Chapitre 4 4

Tania, en proie à une confusion totale, crut un instant qu'elle était tombée entre les griffes d'un garde sadique, venu la livrer à la Couronne après s'être amusé de sa peur. Ses pensées devenaient brumeuses, son corps engourdi. Chaque seconde qui passait la rapprochait du point de non-retour. Si elle ne s'échappait pas immédiatement, elle finirait détruite. Son corps frissonnait malgré la chaleur. Cet homme... pouvait la tuer. Un spasme lui traversa la colonne.

- Lâchez-moi, dit-elle faiblement, tentant de le repousser en s'écrasant contre son torse.

- Je n'en ai pas l'intention. Pas pour le moment. Parce que j'aime beaucoup cette situation.

Ses mots résonnèrent dans le silence. Derrière son masque, les yeux de Tania s'arrondirent. Eltanin éclata d'un rire grave, sauvage, qui vibra dans sa poitrine contre la sienne. Un souffle tremblant s'échappa de ses lèvres.

- S'il vous plaît, laissez-moi... Je me sens mal, murmura-t-elle, la voix chevrotante.

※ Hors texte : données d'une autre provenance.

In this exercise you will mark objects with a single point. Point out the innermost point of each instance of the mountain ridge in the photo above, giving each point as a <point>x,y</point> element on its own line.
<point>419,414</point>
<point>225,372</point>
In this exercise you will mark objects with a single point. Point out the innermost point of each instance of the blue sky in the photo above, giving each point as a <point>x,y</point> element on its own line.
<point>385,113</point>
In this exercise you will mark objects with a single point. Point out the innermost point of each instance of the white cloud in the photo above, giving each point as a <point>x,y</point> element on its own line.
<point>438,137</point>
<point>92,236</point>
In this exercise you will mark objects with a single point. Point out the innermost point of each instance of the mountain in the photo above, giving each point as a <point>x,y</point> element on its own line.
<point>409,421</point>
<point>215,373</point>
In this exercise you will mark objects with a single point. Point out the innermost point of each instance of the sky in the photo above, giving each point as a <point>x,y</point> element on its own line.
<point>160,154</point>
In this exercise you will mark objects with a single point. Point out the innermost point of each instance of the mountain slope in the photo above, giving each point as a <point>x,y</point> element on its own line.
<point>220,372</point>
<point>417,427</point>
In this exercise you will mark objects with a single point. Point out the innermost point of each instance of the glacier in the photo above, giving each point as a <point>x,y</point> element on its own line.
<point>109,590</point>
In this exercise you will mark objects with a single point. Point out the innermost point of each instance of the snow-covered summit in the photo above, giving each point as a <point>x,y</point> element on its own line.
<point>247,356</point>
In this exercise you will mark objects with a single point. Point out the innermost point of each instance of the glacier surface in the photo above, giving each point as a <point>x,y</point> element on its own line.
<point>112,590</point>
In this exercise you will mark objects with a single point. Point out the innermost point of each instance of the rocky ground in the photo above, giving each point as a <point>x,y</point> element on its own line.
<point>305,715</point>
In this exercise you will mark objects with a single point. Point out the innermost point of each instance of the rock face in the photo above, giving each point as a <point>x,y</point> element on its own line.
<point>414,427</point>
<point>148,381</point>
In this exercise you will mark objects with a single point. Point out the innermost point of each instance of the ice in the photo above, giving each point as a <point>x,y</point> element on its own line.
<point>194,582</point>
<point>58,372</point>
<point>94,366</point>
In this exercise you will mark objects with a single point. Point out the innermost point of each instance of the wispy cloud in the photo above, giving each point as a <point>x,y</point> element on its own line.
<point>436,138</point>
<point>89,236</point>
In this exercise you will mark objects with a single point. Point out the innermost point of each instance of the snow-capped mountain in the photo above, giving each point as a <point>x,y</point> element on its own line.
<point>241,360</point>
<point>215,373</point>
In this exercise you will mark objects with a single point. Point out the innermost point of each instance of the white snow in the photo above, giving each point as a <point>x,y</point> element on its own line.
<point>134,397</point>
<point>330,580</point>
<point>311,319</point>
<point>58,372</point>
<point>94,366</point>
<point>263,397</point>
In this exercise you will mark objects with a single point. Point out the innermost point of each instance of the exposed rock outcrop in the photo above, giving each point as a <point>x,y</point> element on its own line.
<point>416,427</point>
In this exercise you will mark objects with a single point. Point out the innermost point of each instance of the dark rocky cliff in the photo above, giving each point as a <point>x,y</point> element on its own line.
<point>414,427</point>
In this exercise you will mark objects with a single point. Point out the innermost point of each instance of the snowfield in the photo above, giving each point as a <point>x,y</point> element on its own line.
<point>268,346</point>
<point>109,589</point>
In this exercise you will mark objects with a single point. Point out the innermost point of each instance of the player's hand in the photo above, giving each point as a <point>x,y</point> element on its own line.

- Alors, dis-moi d'où tu viens, souffla-t-il en enfouissant son visage dans ses cheveux pour en humer le parfum. Comment pouvait-elle sentir aussi divinement bon ? Un mélange de citron sucré et de cannelle.

- D'où viens-tu ? lança-t-elle à son tour, luttant pour ne pas sombrer dans les effets de la drogue.

Il sourit.

- Les espions ont toujours aimé les devinettes, dit-il en effleurant les attaches de son masque.

- Je ne suis pas une espionne, gémit-elle, la peur nouant son estomac. S'il découvrait son visage, tout serait perdu. Son Maître serait compromis.

Elle détourna la tête, implorant silencieusement qu'il n'ôte pas son masque. Il respecta sa supplique, se contentant de tracer la bordure du doigt.

- Quel âge as-tu ?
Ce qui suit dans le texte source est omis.